The GCR Class 2 steam locomotive was derived from a Kitson (Leeds) built/Thomas Parker designed prototype 4-4-0 locomotive No. 561, (the first single frame locomotive built for the MSLR) exhibited in Manchester in 1887. The design led to the production of a series of express steam locomotives built between 1890 and 1894 for use on the Manchester, Sheffield and Lincolnshire Railway, later the Great Central Railway. The last batch of six, built 1894, had larger bearings for the coupled wheels, coil springs (instead of leaf springs) for the driving axle and was classified 2A.
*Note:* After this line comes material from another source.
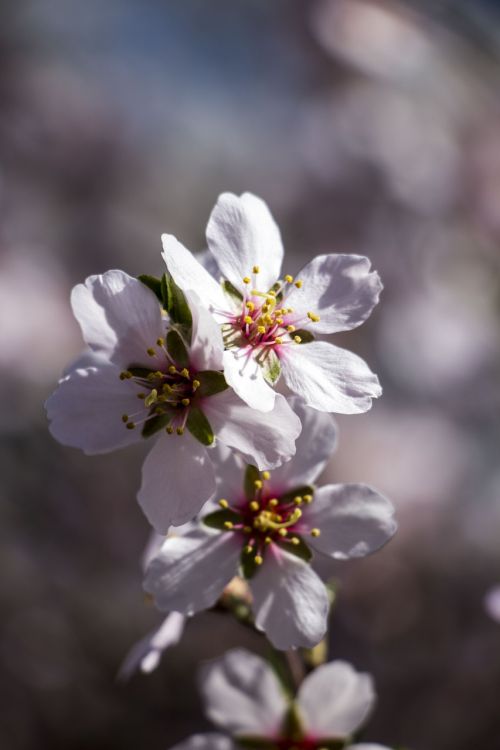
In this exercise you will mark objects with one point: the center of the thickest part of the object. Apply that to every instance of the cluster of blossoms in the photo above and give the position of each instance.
(190, 361)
When first built, the Class 2s were used on the MSLR main express trains. They regularly hauled the Manchester to King's Cross expresses to and from Grantham. Early records suggest that they were very economical locomotives during this period.

These locomotives were superseded by the Pollitt D6 and Robinson D9 locomotives in 1895 and 1901 respectively and were reduced to stopping and secondary services.

==LNER ownership==
They passed to the London and North Eastern Railway (LNER) in 1923 and both classes were re-classified D7. During the early years of the LNER (before 1928), the D7s qualified for the LNER's green passenger locomotive livery. This led to the Immingham D7s acquiring the nickname of 'Green Bogies'. By this time, they were already obsolete, with withdrawals starting in 1926 and the last D7 being withdrawn in 1939 with no preserved examples.

==New locomotive==
A project was launched in 2024 to build a new member of this class (No. 567) to modern engineering standards (using metric steel and specifications) for running on the Great Central Railway. It is a semi-new build locomotive being erected at Ruddington on the GCR Northern section. The build, with a potential boiler, cylinder block and tender chassis already found, and the rest costing about £400,000.